Chris Van Dusen, grower and CEO of Empire Hemp Company in Batavia, has been a fan of the idea since it was first introduced in May under the name Farmers Market.
“I think it’s a great opportunity for growers and processors to bring their products to market,” he said. “We are thrilled about this opportunity and look forward to working with other licensees in the region to host cannabis grower showcase events to sell locally grown and manufactured cannabis products.”
This showcase allows growers to get the return they need from their investment.
“We certainly hear from growers the urgency of programs like this to expand retail opportunities,” said Kagia.
Dunk became the first state-licensed pharmacy to open in western New York on Tuesday.
And just as farmers markets strengthen the community bond between consumers and farmers, the cannabis grower showcase will strengthen the adult cannabis community, Kagia said.

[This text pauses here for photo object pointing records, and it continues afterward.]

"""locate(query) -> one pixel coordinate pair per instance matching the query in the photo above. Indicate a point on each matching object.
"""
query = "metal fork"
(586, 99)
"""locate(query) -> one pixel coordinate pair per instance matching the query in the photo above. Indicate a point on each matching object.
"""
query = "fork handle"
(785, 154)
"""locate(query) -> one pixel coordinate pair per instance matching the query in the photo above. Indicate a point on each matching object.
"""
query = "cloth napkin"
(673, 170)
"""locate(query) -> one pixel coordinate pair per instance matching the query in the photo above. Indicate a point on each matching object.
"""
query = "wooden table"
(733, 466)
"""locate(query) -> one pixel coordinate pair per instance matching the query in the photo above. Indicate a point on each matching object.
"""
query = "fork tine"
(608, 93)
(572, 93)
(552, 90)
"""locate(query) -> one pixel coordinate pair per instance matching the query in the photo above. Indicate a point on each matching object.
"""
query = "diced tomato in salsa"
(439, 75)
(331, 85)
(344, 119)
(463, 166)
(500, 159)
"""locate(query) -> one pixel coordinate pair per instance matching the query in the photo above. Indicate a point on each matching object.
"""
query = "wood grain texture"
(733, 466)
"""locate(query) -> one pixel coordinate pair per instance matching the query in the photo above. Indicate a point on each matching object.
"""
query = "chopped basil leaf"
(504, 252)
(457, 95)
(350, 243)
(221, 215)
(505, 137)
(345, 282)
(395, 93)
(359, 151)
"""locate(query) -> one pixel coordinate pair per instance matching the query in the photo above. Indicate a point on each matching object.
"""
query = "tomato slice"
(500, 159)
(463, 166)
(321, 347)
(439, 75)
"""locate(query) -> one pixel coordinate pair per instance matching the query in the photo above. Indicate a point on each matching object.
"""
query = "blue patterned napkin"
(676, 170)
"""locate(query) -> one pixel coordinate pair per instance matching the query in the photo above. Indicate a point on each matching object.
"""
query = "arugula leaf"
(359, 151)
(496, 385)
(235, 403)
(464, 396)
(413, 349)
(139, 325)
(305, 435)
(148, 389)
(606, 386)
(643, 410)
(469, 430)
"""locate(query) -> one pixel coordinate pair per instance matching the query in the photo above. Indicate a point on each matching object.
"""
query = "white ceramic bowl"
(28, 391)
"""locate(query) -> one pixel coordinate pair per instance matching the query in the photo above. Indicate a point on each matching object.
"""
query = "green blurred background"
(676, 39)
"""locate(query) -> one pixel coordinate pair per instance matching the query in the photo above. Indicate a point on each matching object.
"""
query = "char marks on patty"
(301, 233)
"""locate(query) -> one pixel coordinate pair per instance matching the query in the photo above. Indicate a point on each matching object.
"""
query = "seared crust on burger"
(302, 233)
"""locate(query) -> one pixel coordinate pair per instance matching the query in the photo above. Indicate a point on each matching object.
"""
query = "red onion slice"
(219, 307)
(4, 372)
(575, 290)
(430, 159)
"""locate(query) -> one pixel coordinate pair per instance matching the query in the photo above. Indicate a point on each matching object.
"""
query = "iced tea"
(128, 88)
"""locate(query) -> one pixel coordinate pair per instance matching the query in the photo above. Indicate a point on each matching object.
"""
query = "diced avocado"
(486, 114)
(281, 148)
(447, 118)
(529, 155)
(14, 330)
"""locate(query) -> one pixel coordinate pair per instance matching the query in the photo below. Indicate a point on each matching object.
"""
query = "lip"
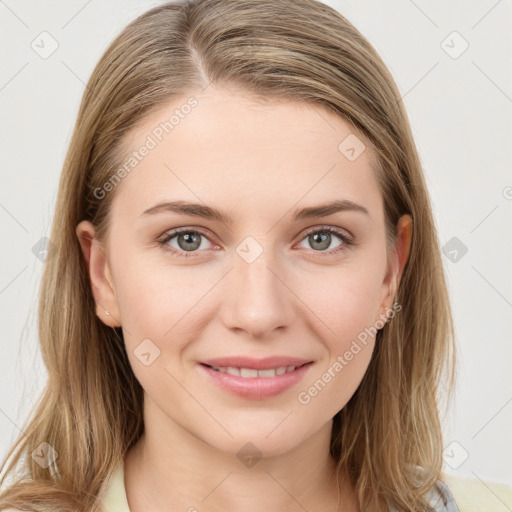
(256, 364)
(257, 388)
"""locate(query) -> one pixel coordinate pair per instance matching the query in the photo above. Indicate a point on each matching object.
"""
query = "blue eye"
(191, 240)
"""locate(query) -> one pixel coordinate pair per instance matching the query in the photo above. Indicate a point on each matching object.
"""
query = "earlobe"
(100, 278)
(400, 257)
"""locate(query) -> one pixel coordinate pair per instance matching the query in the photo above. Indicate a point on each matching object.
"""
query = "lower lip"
(257, 388)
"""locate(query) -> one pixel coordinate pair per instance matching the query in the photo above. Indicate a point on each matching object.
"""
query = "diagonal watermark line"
(14, 76)
(484, 218)
(198, 301)
(13, 279)
(424, 14)
(76, 14)
(503, 407)
(199, 403)
(420, 80)
(491, 285)
(485, 14)
(291, 496)
(2, 2)
(14, 218)
(280, 423)
(301, 300)
(492, 81)
(491, 490)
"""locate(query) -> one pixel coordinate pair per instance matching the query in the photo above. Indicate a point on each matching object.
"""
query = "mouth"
(252, 373)
(254, 383)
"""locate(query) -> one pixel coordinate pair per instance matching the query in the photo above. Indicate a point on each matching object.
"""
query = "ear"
(100, 276)
(397, 262)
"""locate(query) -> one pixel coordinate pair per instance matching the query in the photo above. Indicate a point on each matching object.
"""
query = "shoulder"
(465, 494)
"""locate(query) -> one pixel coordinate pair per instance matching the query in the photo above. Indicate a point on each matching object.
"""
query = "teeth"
(251, 373)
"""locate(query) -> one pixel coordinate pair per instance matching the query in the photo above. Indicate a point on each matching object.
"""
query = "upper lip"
(258, 364)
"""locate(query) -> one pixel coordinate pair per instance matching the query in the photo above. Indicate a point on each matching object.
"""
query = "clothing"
(454, 494)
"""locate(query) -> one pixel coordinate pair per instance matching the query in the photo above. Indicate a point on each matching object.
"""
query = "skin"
(258, 162)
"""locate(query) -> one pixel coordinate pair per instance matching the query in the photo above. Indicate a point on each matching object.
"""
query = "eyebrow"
(207, 212)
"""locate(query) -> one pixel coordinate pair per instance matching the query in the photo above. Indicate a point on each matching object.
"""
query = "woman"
(246, 308)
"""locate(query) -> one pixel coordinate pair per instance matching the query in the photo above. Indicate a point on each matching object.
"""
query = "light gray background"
(460, 111)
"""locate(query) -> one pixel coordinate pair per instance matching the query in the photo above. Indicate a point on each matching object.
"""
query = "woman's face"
(256, 272)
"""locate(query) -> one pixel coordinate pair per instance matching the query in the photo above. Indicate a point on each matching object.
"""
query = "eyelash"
(347, 240)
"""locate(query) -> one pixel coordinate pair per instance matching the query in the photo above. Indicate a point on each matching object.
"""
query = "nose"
(259, 297)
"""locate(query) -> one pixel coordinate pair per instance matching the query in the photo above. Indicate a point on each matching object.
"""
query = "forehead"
(234, 150)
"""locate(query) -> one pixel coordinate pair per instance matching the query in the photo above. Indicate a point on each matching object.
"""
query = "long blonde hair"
(90, 411)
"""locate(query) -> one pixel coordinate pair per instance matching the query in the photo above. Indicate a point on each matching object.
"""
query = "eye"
(322, 237)
(187, 241)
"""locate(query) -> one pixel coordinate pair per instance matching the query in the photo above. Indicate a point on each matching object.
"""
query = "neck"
(171, 466)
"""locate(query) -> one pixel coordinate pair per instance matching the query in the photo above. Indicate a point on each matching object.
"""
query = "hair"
(91, 409)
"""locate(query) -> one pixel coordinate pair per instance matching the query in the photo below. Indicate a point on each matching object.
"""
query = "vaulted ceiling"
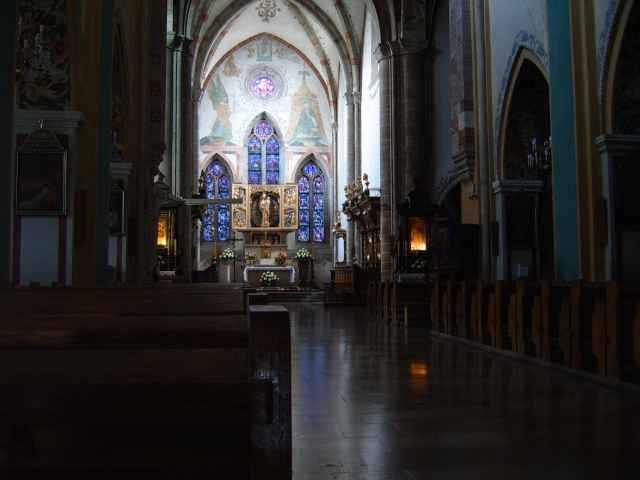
(328, 32)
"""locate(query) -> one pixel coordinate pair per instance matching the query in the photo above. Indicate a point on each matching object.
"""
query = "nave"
(376, 402)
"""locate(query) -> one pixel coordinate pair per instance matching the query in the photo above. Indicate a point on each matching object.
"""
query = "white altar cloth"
(269, 268)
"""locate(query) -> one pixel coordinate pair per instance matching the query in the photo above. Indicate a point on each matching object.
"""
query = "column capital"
(399, 48)
(352, 98)
(178, 42)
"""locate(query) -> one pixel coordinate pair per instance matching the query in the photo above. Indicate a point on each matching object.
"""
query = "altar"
(286, 274)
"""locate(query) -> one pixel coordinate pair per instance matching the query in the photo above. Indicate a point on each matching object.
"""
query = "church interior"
(320, 239)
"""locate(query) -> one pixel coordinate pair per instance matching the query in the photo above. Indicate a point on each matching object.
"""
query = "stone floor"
(373, 402)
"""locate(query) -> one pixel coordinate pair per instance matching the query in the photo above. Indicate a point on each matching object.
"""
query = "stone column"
(174, 112)
(357, 100)
(103, 174)
(351, 165)
(612, 148)
(385, 60)
(410, 103)
(501, 217)
(187, 158)
(8, 31)
(482, 136)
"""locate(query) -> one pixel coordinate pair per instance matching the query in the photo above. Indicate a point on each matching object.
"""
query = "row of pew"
(176, 381)
(585, 326)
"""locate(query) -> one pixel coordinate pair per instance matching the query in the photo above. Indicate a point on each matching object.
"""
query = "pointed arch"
(525, 57)
(218, 179)
(264, 151)
(313, 190)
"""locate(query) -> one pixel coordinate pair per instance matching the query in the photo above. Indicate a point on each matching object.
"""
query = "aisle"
(375, 403)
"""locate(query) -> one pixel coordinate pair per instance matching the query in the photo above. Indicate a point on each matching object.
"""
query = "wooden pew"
(406, 298)
(57, 344)
(560, 324)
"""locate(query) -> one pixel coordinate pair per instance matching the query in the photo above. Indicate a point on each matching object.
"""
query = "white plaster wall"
(514, 24)
(370, 139)
(228, 100)
(39, 238)
(441, 125)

“I think this is one of the novel aspects of the program, and importantly, it gives consumers the opportunity to meet the growers who make cannabis products and grow the cannabis they consume,” he said.
Producers must apply to OCM for permission to hold showcases at venues and during events. No showcases are allowed in municipalities that have opted out of retail cannabis sales. It will also require municipal approval before being approved by OCM.
“We know there is a lot of interest in this and we want all stakeholders to be clear about what is and is not allowed as part of these programs,” Kagia said.
“Over the next few days, we will be holding town halls for our licensees and other interested parties to explain the full scope of this program and answer any questions that may arise about what is sanctioned at these events,” he added.
The state on Wednesday began cracking down on unlicensed marijuana stores in New York City, warning other illegal stores in the state that “you’re next.”
In addition to selling cannabis flowers, one licensed cannabis processor for every three growers will be licensed to offer “value-added” products such as gummies. The combination aims to keep the focus on the producer and help unload the raw product sitting dormant in the warehouse.
“It’s very important to me that these aren’t just pop-up pharmacies,” said director Jennifer Gilbert Jenkins. “We want to directly support producers wherever possible.”
Also on Wednesday, OCM approved an additional 212 adult recreational pharmacy licenses, nine of which are in western New York.